OLG Hamm, Beschluss vom 11.09.2014, Az. 5 RVs 87/14


Raubkopie-Urteil muss Werk und Rechteinhaber konkret benennen

Vielfach wurde schon darüber diskutiert, unter welchen Umständen eine gewerbsmäßige unerlaubte Verwertung urheberrechtlich geschützter Werke, sogenanntes Raubkopieren, vorliegt. Nun hat das OLG Hamm dargelegt, welche Anforderungen an ein Urteil zu stellen sind, das dieses Delikt zum Gegenstand hat.

Die Angeklagte hatte nach den Feststellungen der Vorinstanz zwischen dem 20. Oktober 2012 und dem 5. Januar 2013 mehrere CDs und DVDs auf Flohmärkten verkauft.
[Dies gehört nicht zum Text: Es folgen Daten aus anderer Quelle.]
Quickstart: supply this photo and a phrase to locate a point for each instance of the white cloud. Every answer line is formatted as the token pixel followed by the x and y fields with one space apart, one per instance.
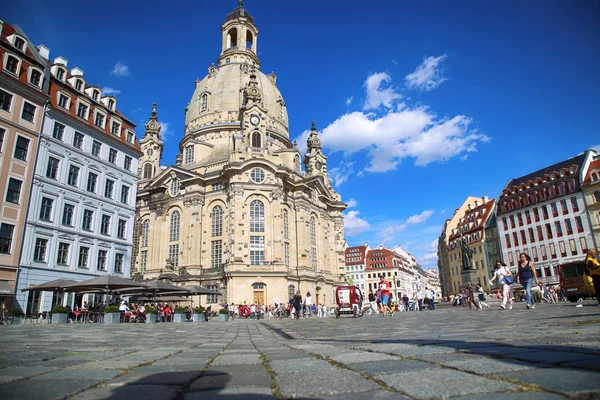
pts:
pixel 342 173
pixel 165 132
pixel 120 69
pixel 419 218
pixel 428 75
pixel 408 133
pixel 108 90
pixel 353 224
pixel 376 95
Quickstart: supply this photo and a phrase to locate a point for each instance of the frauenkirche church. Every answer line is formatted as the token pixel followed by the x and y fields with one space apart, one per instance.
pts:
pixel 237 212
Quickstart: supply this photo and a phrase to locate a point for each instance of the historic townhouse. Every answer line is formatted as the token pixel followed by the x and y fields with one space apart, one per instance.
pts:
pixel 543 214
pixel 356 265
pixel 23 80
pixel 237 211
pixel 82 207
pixel 591 190
pixel 470 227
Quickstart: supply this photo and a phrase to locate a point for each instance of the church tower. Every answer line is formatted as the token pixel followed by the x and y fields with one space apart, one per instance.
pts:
pixel 236 212
pixel 152 147
pixel 315 161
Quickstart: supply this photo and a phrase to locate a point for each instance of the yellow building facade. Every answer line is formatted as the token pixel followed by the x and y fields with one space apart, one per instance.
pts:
pixel 238 212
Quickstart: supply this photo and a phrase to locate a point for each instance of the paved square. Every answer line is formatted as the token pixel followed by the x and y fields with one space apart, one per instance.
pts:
pixel 444 353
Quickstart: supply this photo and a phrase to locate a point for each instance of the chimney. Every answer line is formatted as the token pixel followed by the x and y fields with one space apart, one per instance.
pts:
pixel 44 51
pixel 60 60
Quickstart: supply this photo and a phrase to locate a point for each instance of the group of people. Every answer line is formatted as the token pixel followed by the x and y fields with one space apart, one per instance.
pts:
pixel 382 302
pixel 526 275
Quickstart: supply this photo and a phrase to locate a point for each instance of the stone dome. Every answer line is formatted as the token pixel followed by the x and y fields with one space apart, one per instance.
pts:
pixel 218 98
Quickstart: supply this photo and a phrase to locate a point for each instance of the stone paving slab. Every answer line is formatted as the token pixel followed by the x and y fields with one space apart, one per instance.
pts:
pixel 442 383
pixel 215 380
pixel 319 383
pixel 559 379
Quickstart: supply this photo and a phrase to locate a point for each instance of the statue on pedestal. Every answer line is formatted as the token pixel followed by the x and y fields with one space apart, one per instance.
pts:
pixel 467 255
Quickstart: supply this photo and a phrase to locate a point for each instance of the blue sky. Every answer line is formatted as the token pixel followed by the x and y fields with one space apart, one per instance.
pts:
pixel 419 104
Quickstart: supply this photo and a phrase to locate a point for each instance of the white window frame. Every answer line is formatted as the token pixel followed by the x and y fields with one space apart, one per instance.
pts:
pixel 96 112
pixel 67 96
pixel 5 62
pixel 35 113
pixel 89 107
pixel 30 72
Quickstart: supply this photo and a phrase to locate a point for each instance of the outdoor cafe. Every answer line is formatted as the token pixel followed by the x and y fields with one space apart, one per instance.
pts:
pixel 108 300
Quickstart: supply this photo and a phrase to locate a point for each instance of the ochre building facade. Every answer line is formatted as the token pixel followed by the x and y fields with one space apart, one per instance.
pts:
pixel 241 211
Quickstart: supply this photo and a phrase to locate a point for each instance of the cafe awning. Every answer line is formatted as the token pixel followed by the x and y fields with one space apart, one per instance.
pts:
pixel 5 289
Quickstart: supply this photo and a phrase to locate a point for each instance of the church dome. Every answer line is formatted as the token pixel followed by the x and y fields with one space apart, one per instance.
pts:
pixel 219 97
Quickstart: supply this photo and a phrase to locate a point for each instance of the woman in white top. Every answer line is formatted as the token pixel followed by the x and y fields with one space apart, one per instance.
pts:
pixel 501 271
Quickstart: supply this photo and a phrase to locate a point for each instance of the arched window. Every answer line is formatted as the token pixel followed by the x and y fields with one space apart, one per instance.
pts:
pixel 217 221
pixel 174 228
pixel 249 40
pixel 145 232
pixel 286 224
pixel 257 216
pixel 256 139
pixel 232 38
pixel 297 166
pixel 313 231
pixel 175 187
pixel 204 102
pixel 148 170
pixel 189 154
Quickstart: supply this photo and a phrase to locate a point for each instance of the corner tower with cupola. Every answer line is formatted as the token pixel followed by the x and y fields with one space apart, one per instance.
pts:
pixel 152 147
pixel 237 212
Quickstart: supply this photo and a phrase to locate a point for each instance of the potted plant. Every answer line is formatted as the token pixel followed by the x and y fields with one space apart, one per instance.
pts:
pixel 150 315
pixel 199 311
pixel 16 314
pixel 223 314
pixel 179 314
pixel 59 314
pixel 112 315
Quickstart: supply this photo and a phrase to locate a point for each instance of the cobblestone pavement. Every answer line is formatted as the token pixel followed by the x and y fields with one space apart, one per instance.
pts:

Dabei habe es sich um Raubkopien gehandelt, was die Angeklagte gewusst habe. Betroffen seien unter anderem die CDs "DJ Dark Shadow, Chartbox Volume 10" und "Chartsurfer - Volume 26" sowie die DVDs "Beat Hits DVD - Volume 28" und "Jim Hit Mix 2012" gewesen.
Das AG Essen verurteilte die (vorbestrafte) Angeklagte wegen gewerbsmäßiger unerlaubter Verwertung urheberrechtlich geschützter Werke in vier Fällen zu einer Freiheitsstrafe von 1 Jahr und 3 Monaten. Dagegen legte die Angeklagte Berufung ein - mit teilweisem Erfolg: Das LG Essen schraubte die Freiheitsstrafe auf 9 Monate herunter (29 Ns 4/14). Gegen dieses Urteil legte die - noch nicht rechtskräftig - Verurteilte Revision beim OLG Hamm ein.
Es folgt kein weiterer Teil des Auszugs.